My hand ran out of strength just as Rimsky-Korsakov ran out of music.  There was an intense, breathless moment of silence, and then the audience began to clap: big, thunderous applause, whistles and shouts, glasses clinking.

I walked front and center and stood, basking in the glow, as Jim disengaged from the cocoon of synthesizer keys and joined me.  He twined his arm with mine and gently cradled my spasming right hand against the dark leg of his tux as we took our first bow.  The applause surged, and we bowed again, my lungs so full of exhilaration I got dizzy on the way up.  When we finally left the stage, I had to wipe the corners of my eyes.

“Jeez, Rad, the ‘Bumblebee?'” Jim griped, as soon as we hit the wings.  “What the Hell were you thinking?  You’re gonna—”  

“They loved us!”  I peered through the teaser curtains into the main house for another glimpse of the crowd, shifting from foot to foot with a joy too intense to remain in one part of my body.  

I was here.  And I had rocked the Concerto Club to the foundations.  Nothing else mattered.  “We were great!  Did you see that?  We’re gonna knock ’em dead with the next set!  We’re gonna—”  

“Rad,” Jim held up my right forearm, shaking my palm in front of my nose.  “There won’t be any next set.” 

I stared blankly at my wrist, amazed to see it had already swollen to the diameter of a coffee mug.  My ring and pinky fingers had gnarled into a kind of convulsive claw, my adrenaline level still too high for me to actually feel it.  “Oh. shit.”

“What were you thinking?  You know what the doctor said!”

“I’ll ice it,” I offered desperately.  “It’s forty minutes between sets, maybe the swelling will go down enough to—”

“Rad, there’s no way you’re playing again tonight.”  

“We’ll do the Left-Handed Concerto.” 

“Gonna play the orchestral sections, too?”  He glared at me, frustrated and accusatory.  “I don’t have the chip for that arrangement.  And there’s no time to change all those settings manually.” 

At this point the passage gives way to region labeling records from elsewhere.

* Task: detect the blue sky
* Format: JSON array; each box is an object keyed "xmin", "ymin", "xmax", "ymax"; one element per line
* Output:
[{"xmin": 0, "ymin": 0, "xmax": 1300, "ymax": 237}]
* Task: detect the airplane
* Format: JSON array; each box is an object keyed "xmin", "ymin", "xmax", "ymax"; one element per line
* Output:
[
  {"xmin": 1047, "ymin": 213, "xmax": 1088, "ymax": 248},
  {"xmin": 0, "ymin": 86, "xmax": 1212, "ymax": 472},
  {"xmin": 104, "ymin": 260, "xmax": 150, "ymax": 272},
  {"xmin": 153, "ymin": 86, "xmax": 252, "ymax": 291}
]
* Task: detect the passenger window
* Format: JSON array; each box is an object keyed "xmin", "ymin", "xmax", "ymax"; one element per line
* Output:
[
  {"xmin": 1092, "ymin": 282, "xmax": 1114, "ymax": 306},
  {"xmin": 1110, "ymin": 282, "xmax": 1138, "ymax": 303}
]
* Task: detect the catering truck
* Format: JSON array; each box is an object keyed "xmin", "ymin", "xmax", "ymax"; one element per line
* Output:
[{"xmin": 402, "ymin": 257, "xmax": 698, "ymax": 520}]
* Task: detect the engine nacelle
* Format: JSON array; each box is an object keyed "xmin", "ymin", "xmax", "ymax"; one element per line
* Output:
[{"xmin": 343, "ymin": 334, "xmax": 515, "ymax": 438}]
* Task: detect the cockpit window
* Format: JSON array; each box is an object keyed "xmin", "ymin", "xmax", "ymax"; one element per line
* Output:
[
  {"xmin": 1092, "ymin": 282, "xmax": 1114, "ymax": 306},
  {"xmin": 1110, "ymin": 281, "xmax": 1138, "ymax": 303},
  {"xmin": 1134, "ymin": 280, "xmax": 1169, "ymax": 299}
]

“I can ice it,” I repeated, the hope dying within me.  There was no way Lonny would hire us back after giving him only half-a-show on our first night.  Without the Concerto, there’d be no other offers.  No gigs, no tours, no recording contracts.  Not only had I dive-bombed myself into obscurity, I’d taken Jim with me.  I sighed and looked away, wondering why he didn’t just unload on me then and there.  If I’d had to deal with me, I would have kicked my ass.  

“You, uh…” I cleared my throat.  “You have the chips for Scriaben, don’t you?  You could just set the synth on auto, do the piano without me.”

His anger melted into that solemn look, the one with the brows arching melancholy over soulful brown eyes.  With a beard, he’d look just like those pictures of Jesus you see in mortuaries.  “I’m going to have to.”

Something lurched inside me and tore away from its moorings.  I nodded, figuring it was just as well.  Better I cut him loose now than drag him all the way to the impact zone.

“I’m sorry, Rad.”

“It’s okay.  I mean, it’s my screw up, right?  It’s okay.”

We stood there, facing each other in miserable silence, and then Jim sighed and turned away.  “I’ll tell Lonny.”

As I watched him thread his way around the shadowy jumble of cables and curtains that made up the backstage, trying to work up enough courage to wade through the crowd out front to the bar and ask Tina for a rag filled with ice.  How was I going to smile and talk happy with defeat burning through me like white phosphorus?